Multidimensional orthogonal matching pursuit: theory and application to high accuracy joint localization and communication at mmWave

Greedy approaches in general, and orthogonal matching pursuit in particular, are the most commonly used sparse recovery techniques in a wide range of applications. The complexity of these approaches is highly dependent on the size of the dictionary chosen to represent the sparse signal. When the dictionary has to be large to enable high accuracy reconstructions, greedy strategies might however incur in prohibitive complexity. In this paper, we propose first the formulation of a new type of sparse recovery problems where the sparse signal is represented by a set of independent and smaller dictionaries instead of a large single one.

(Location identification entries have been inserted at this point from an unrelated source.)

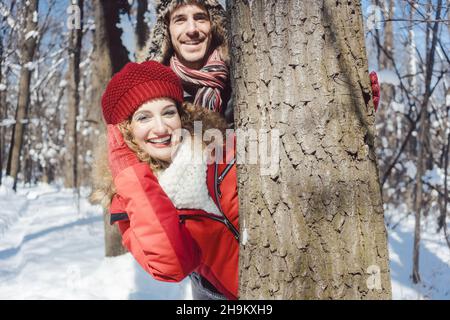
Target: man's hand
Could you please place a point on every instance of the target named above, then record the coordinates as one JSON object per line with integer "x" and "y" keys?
{"x": 120, "y": 156}
{"x": 375, "y": 89}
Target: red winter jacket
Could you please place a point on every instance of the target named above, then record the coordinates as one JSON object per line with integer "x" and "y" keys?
{"x": 170, "y": 243}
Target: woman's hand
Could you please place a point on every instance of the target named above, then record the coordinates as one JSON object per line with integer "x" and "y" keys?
{"x": 120, "y": 156}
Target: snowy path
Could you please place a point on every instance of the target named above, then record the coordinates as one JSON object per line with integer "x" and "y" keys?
{"x": 49, "y": 251}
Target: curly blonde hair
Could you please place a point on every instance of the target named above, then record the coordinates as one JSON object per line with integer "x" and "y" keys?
{"x": 103, "y": 185}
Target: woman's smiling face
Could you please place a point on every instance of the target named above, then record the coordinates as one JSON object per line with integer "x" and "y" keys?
{"x": 155, "y": 127}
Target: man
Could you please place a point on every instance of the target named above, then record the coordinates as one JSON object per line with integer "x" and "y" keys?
{"x": 191, "y": 37}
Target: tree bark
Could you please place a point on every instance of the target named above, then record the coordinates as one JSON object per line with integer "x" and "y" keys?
{"x": 142, "y": 30}
{"x": 73, "y": 101}
{"x": 109, "y": 57}
{"x": 314, "y": 229}
{"x": 27, "y": 49}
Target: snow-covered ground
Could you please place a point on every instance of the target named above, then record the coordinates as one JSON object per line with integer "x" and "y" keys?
{"x": 51, "y": 247}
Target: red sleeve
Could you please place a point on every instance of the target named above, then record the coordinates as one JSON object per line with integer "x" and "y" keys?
{"x": 155, "y": 237}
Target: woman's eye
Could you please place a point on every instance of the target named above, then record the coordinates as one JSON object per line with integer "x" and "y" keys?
{"x": 170, "y": 113}
{"x": 141, "y": 118}
{"x": 178, "y": 20}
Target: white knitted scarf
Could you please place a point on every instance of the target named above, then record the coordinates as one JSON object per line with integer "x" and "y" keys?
{"x": 184, "y": 181}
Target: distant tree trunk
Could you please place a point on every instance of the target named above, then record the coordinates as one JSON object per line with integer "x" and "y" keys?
{"x": 27, "y": 49}
{"x": 314, "y": 229}
{"x": 423, "y": 134}
{"x": 142, "y": 30}
{"x": 73, "y": 101}
{"x": 109, "y": 57}
{"x": 3, "y": 110}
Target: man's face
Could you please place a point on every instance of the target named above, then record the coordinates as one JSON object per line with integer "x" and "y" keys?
{"x": 190, "y": 33}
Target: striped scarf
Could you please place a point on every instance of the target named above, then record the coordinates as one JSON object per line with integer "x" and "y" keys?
{"x": 209, "y": 80}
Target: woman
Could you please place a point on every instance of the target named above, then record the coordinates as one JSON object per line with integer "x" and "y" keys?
{"x": 177, "y": 217}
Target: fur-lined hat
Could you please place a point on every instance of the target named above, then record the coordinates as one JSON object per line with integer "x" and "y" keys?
{"x": 159, "y": 46}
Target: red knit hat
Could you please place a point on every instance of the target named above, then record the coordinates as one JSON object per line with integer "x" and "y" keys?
{"x": 136, "y": 84}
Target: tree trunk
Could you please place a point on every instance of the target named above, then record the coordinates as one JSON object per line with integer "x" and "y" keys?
{"x": 73, "y": 101}
{"x": 315, "y": 228}
{"x": 142, "y": 30}
{"x": 27, "y": 49}
{"x": 109, "y": 57}
{"x": 3, "y": 110}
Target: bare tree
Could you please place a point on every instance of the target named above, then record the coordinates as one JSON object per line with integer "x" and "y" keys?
{"x": 315, "y": 228}
{"x": 142, "y": 30}
{"x": 73, "y": 76}
{"x": 27, "y": 48}
{"x": 423, "y": 136}
{"x": 109, "y": 57}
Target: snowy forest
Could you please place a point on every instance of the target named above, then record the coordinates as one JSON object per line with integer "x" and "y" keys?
{"x": 56, "y": 58}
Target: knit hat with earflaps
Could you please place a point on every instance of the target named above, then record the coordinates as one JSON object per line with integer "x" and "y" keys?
{"x": 159, "y": 45}
{"x": 136, "y": 84}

Then, we derive a low complexity multdimensional orthogonal matching pursuit (MOMP) strategy for sparse recovery with a multdimensional dictionary. The projection step is performed iteratively on every dimension of the dictionary while fixing all other dimensions to achieve high accuracy estimation at a reasonable complexity. Finally, we formulate the problem of high resolution time domain channel estimation at millimeter wave (mmWave) frequencies as a multidimensional sparse recovery problem that can be solved with MOMP. The channel estimates are later transformed into high accuracy user position estimates exploiting a new localization algorithm that leverages the particular geometry of indoor channels. Simulation results show the effectiveness of MOMP for high accuracy localization at millimeter wave frequencies when operating in realistic 3D scenarios, with practical MIMO architectures feasible at mmWave, and without resorting to perfect synchronization assumptions that simplify the problem.